With my exam over, and firm commands from my adviser to give myself a break for a week or two (she said a month, but she and I are both too dedicated and both such workhorses that I doubt that will happen), I can concentrate on the important things: food, and husband. Fortunately, since he needs to be fed, these important things can work in tandem. So I send my apologies to Joan Didion, and promise to report to you a Week of Magical Eating. Some dishes will be fancy, fresh, and well prepared. Some will probably be valiant attempts to use up leftovers. Either way, I will try to check in with my results.
Day one, yesterday, also happened to be Valentine’s Day. Neither N. nor I particularly support this Hallmark holiday, likely as a result of residual bitterness before meeting one another and deciding that no one but each other should ever be subjected to either of us again. However, thanks to my rapidly ebbing stress and rising ability to enjoy normal activities like shopping and cooking without feeling guilt about not studying, I was able to secure ingredients for dinner on the special side. Not for VDay, but for each other.
As a congratulatory gesture for passing my exam, one of my officemates gave me the ingredients for Kir Royale: champagne and crème de cassis.
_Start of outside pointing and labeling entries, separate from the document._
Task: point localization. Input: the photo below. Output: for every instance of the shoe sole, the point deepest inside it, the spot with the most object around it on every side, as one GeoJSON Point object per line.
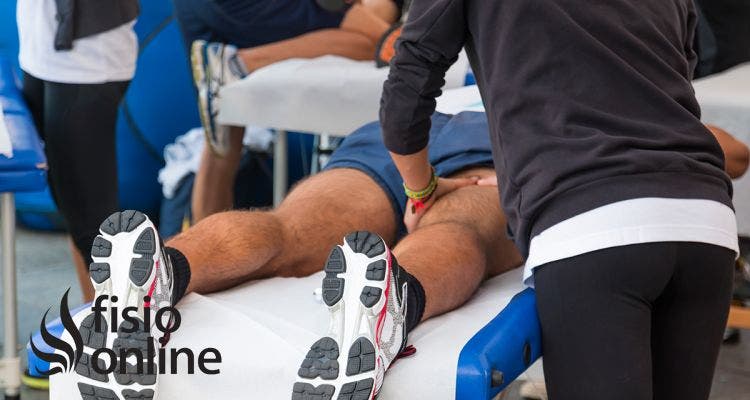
{"type": "Point", "coordinates": [355, 289]}
{"type": "Point", "coordinates": [126, 261]}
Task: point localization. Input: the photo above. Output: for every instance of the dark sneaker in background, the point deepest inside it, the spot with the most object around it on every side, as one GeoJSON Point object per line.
{"type": "Point", "coordinates": [214, 65]}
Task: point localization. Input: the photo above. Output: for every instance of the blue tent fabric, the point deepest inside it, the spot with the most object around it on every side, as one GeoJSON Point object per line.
{"type": "Point", "coordinates": [159, 105]}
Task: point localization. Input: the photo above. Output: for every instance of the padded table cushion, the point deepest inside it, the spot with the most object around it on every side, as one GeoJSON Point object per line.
{"type": "Point", "coordinates": [264, 328]}
{"type": "Point", "coordinates": [330, 95]}
{"type": "Point", "coordinates": [25, 170]}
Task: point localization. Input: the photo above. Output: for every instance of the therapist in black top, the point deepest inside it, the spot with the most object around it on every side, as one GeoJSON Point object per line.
{"type": "Point", "coordinates": [613, 189]}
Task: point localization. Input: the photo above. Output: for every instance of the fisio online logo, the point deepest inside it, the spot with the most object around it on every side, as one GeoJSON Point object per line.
{"type": "Point", "coordinates": [105, 360]}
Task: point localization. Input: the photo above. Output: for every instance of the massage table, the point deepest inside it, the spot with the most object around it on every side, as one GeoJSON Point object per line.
{"type": "Point", "coordinates": [725, 102]}
{"type": "Point", "coordinates": [22, 169]}
{"type": "Point", "coordinates": [328, 95]}
{"type": "Point", "coordinates": [263, 330]}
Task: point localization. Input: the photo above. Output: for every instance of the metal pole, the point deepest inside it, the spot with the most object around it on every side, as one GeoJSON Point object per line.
{"type": "Point", "coordinates": [280, 167]}
{"type": "Point", "coordinates": [11, 373]}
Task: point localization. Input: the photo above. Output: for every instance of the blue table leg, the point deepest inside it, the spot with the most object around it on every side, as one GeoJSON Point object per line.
{"type": "Point", "coordinates": [10, 365]}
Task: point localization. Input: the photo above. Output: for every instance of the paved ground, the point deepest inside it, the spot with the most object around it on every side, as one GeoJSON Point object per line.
{"type": "Point", "coordinates": [45, 272]}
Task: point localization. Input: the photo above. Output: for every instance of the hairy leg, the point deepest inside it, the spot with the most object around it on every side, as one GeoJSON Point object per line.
{"type": "Point", "coordinates": [213, 190]}
{"type": "Point", "coordinates": [458, 243]}
{"type": "Point", "coordinates": [229, 248]}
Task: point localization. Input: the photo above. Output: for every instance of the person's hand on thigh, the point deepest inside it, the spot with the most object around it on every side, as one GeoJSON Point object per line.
{"type": "Point", "coordinates": [415, 210]}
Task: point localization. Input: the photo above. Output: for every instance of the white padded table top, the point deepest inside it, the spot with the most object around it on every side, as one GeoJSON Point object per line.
{"type": "Point", "coordinates": [264, 328]}
{"type": "Point", "coordinates": [327, 95]}
{"type": "Point", "coordinates": [725, 102]}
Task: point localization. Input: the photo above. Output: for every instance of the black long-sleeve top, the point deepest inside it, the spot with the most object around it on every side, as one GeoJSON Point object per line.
{"type": "Point", "coordinates": [588, 102]}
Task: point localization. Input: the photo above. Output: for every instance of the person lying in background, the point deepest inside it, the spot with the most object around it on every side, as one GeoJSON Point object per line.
{"type": "Point", "coordinates": [436, 263]}
{"type": "Point", "coordinates": [232, 38]}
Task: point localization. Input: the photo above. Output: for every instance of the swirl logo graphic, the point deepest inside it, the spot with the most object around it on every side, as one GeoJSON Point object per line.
{"type": "Point", "coordinates": [71, 355]}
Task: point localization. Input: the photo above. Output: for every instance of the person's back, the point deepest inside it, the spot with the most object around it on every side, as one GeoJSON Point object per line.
{"type": "Point", "coordinates": [589, 90]}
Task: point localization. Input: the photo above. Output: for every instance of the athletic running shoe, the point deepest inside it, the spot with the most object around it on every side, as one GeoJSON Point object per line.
{"type": "Point", "coordinates": [366, 299]}
{"type": "Point", "coordinates": [214, 65]}
{"type": "Point", "coordinates": [131, 270]}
This blackcurrant liquor smells sweet with the promise of a bite. Mixed with champagne, it was much less sweet than I had imagined; my taste buds were prepared for something dessert-like, but the mix was delicious and fresh, and the color was appetizing too.
With our aperitifs poured, and an acorn squash halved, liberally basted with butter, honey, mustard, and shoved unceremoniously into the oven, I embarked on Jaime Oliver’s spinach and goat cheese risotto. I’ve made this dish before, and was craving its fresh green notes and rich tanginess. To make things extra special, and since between the two of us on a Sunday night we deemed it unwise to drink an entire bottle-o’-bubbly, I used champagne instead of white wine to deglaze my risotto pan after lightly toasting the rice and onions. In the end result I couldn’t taste a difference, but I like to think the champagne contributed to the light tang of the final dish.
Piled high on a plate, it was creamy, it was luscious, with pockets of goat cheese slowly melting in amidst the kernels of rice that never lose their bite completely. The acorn squash as a vegetable side, though it has a completely different flavor profile, works nicely with this risotto, I think, in part because the color contrast is so striking. After an hour in the oven, the rind gets thin, flexible and yet crackling at the same time, and if you don’t mind burning the tips of your fingers, you can hold the caramelized edges with one hand while you scrape the flesh out with a spoon held in the other.
Nothing bitter here. Honey, crème de cassis, goat cheese, sweetness layered on sweetness, but not enough to be cloying. Exactly, perhaps, how Valentine’s Day ought to be.